Description
OceanBase cluster has nodes that cannot communicate with the arbitration service. This alert is only applicable to clusters after OceanBase V4.2.0, and it can only be triggered if the cluster is associated with an arbitration service.
Principle
| Parameter | Value |
|---|---|
| Monitoring metric | arbitration_status_inactive_server_count |
| Metric source | Query after connecting to OceanBase: select /*+ MONITOR_AGENT */ count(1) as inactive_server_count from GV$OB_ARBITRATION_SERVICE_STATUS where status = 'INACTIVE' |
| Metric collection | arbitration_status_inactive_server_count |
| Monitoring expression | max(arbitration_status_inactive_server_count{@LABELS}) by (@GBLABELS) |
| Metric collection cycle | 60 seconds |
Rule information
| Monitoring expression | Description of the monitoring metric | Default threshold | Detection cycle | Elimination cycle |
|---|---|---|---|---|
| arbitration_status_inactive_server_count > 0 | The cluster has nodes that cannot communicate with the arbitration service. | 0 | 60 seconds | 5 minutes |
Alert information
| Alert trigger method | Alert level | Scope |
|---|---|---|
| Cut off the network between the ObServer and the arbitration service | Critical | Cluster |
Alert template
Alert summary
- Template: ${alarm_target} ${alarm_name}
- Example: ob_cluster=TEST OceanBase cluster has nodes that cannot communicate with the arbitration service.
Alert details
- Template: Cluster: ${ob_cluster_name}, alert: ${alarm_name}. The cluster ${ob_cluster_name} has nodes that cannot communicate with the arbitration service, with a total of ${value_shown} nodes.

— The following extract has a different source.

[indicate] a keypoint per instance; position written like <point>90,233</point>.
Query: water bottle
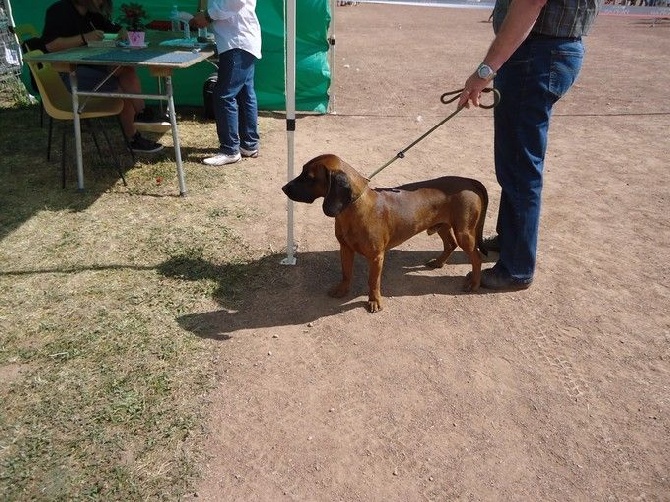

- Example: Cluster: TEST, alert: OceanBase cluster has nodes that cannot communicate with the arbitration service. The cluster TEST has nodes that cannot communicate with the arbitration service, with a total of 2 nodes.
Alert recovery
- Template: Alert: ${alarm_name}, the number of nodes in the OceanBase cluster that cannot communicate with the arbitration service: ${value_shown}
- Example: Alert: OceanBase cluster has nodes that cannot communicate with the arbitration service, the number of nodes in the OceanBase cluster that cannot communicate with the arbitration service: 0
Impact on the system
If the arbitration service cannot communicate with the OBServer, the arbitration feature may be abnormal, and the high availability feature of tenants 2F/4F cannot be provided. When half of the replicas of tenants that enable the arbitration service are unavailable, tenant services will be abnormal.
Possible causes
- The network between the OBServer and the arbitration service is down.
- The arbitration service process is abnormal.
Resolution
Connect to the cluster as root@sys. Execute the following SQL statement to check the status of each server.
SELECT svr_ip, svr_port, arbitration_service_address, status FROM GV$OB_ARBITRATION_SERVICE_STATUS;Check whether the network between these servers and the arbitration service is working properly.
Check whether the arbitration service process is normal.